これが何を意味するか。すなわち、男性には男性の生殖機能が、女性には女性の生殖機能が初めから備えられていて、男には出産機能はなく、また体細胞分裂で子孫を増やすようには初めから作られていない事を表している。

ではなぜこのような無理のある設定にしたのだろうか。

 

カナン地方にヤハウェ一神教が広まった時期は遺跡から発掘した物品を調査した

ところ、紀元前約1200年頃と推測されている。これはカナン地方が青銅器時代

から鉄器時代に変わる頃であり、この頃、それまでこの地方は多神教であり、中でも

アシェラという人気のある女神がいたが、ヤハウェ信仰は、アシェラから神格を奪い、これをヤハウェの属性の一つとして取り込み、この女神を単なる柱で作られた偶像とする事で、母神信仰廃絶とヤハウェ一神教への改宗を浸透させようとしたのではないかと言われている。

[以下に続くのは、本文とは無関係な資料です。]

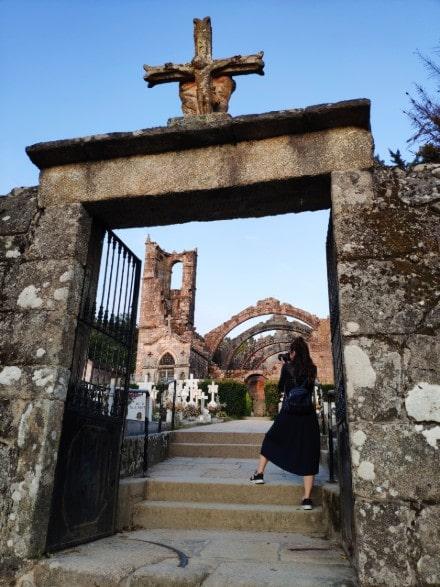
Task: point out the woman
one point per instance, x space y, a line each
293 441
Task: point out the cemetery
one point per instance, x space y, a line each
94 497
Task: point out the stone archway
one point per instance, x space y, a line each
275 163
261 308
277 323
255 383
264 343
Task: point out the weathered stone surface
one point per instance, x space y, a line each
166 574
23 200
267 306
44 285
104 563
132 457
385 550
373 370
166 320
33 382
428 537
394 295
331 510
421 185
12 247
36 338
370 227
388 458
30 487
349 113
211 168
62 232
421 358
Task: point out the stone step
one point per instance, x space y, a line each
225 516
182 436
226 492
224 451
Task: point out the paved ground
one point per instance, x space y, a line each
212 558
260 425
224 471
172 557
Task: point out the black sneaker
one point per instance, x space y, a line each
257 478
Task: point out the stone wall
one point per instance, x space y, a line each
42 253
387 234
132 457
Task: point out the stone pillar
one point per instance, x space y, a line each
42 257
386 227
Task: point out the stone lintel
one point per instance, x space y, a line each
251 178
203 133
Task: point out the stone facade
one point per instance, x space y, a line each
386 228
132 456
168 346
387 233
41 267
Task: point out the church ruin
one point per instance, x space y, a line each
169 347
383 264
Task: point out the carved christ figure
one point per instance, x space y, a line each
205 85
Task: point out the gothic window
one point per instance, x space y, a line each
177 275
166 368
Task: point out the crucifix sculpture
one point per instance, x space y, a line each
205 84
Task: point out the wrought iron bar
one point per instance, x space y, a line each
173 413
146 432
331 460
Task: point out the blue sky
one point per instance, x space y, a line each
74 68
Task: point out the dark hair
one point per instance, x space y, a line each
302 363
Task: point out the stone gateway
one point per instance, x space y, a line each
385 271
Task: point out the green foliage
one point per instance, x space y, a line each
272 398
425 114
397 159
233 394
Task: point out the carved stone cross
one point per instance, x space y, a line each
205 84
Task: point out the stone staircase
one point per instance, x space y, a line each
196 520
225 500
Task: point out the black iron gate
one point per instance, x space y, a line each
84 499
344 460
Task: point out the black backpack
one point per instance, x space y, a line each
298 400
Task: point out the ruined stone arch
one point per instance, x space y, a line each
167 358
176 271
274 349
278 323
268 355
265 343
261 308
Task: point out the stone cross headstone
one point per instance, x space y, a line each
193 388
205 84
213 389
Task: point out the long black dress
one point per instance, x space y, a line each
293 443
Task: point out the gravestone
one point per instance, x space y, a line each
386 276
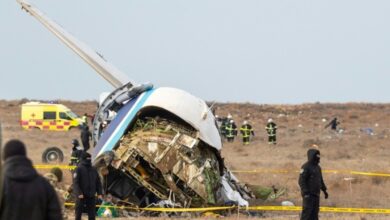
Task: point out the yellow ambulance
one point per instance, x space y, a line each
48 116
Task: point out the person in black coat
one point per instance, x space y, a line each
85 137
86 184
77 150
26 194
311 182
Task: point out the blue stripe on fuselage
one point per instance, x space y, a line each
119 124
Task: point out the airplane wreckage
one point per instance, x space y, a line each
154 145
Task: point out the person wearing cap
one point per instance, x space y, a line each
86 185
271 131
85 137
311 183
76 153
231 130
26 194
246 132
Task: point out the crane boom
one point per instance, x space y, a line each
111 74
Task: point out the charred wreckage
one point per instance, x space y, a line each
154 145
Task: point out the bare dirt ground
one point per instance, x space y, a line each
300 126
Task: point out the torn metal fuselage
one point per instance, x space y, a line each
150 151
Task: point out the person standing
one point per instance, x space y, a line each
246 132
231 130
271 131
85 137
311 182
333 124
26 194
84 119
86 184
77 150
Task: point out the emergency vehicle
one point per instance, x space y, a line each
48 116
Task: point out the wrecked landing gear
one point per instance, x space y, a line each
161 159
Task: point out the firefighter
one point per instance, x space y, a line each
76 153
26 194
85 137
246 132
271 131
86 184
333 124
84 119
311 182
224 123
231 130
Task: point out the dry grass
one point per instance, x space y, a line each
300 126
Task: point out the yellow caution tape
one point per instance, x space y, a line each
325 171
253 208
322 209
48 166
69 167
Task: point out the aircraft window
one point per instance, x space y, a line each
49 115
63 115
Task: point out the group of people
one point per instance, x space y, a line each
28 195
229 130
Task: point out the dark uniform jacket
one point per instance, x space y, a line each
310 179
85 135
86 180
246 130
271 128
76 155
26 194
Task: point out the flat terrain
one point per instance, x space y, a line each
300 126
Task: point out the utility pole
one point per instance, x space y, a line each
1 165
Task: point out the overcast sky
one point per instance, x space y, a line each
260 51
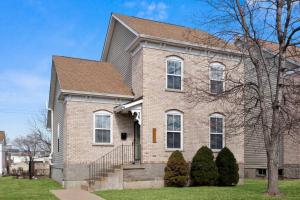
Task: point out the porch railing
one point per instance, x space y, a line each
120 155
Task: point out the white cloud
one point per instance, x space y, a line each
129 4
150 10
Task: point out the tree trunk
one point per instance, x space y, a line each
272 160
30 167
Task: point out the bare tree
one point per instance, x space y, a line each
30 145
38 126
266 34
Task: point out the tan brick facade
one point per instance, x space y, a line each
157 100
79 135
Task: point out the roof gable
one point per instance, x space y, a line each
81 75
165 31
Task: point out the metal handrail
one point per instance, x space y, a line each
120 155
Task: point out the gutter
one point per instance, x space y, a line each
93 94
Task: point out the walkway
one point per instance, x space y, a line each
75 194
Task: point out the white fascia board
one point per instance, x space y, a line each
142 37
187 44
129 105
124 24
100 95
107 38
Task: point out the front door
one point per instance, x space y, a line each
137 142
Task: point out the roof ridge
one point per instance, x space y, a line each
167 23
53 56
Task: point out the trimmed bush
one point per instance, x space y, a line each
203 168
176 170
227 167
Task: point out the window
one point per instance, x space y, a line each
58 136
174 73
216 76
216 131
261 172
103 127
174 130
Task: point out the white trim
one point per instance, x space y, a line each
209 133
174 112
129 105
134 107
64 92
58 137
214 64
124 24
184 44
104 113
174 58
58 130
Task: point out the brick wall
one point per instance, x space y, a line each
156 101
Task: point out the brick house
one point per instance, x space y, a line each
3 154
116 121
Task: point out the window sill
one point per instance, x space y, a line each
103 144
174 90
172 150
216 150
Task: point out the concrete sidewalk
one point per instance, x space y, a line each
75 194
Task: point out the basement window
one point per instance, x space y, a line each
261 172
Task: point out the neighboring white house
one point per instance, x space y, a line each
2 153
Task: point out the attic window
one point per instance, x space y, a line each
174 73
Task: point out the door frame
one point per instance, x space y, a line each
137 142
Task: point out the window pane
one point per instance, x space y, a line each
178 68
106 136
176 140
216 86
213 125
216 141
216 73
173 140
177 123
102 121
170 123
106 121
170 81
102 136
177 82
98 121
171 67
219 125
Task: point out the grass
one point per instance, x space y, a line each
252 189
25 189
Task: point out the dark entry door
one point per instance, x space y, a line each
137 142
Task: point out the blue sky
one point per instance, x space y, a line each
31 31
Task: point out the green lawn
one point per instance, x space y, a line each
24 189
252 189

*「図説聖書考古学旧約篇 著者杉本智俊」はヤハウェ一神教の成立時期についてより解りやすく解説している。

 

人は神の像に作られ、女は独立した存在ではなく男の肋骨から作られたと、女は男に属するものである事を強調する聖句から、ヤハウェ神崇拝において、ヤハウェがアシェラという女神を吸収し、属性を奪い、女神の痕跡を消し去ろうとした思想背景を読み取る事も可能である。

 

本来、肋骨から女が採られたと訳されている聖句は、命ある母としての女性と訳されるべきだったという意見もある。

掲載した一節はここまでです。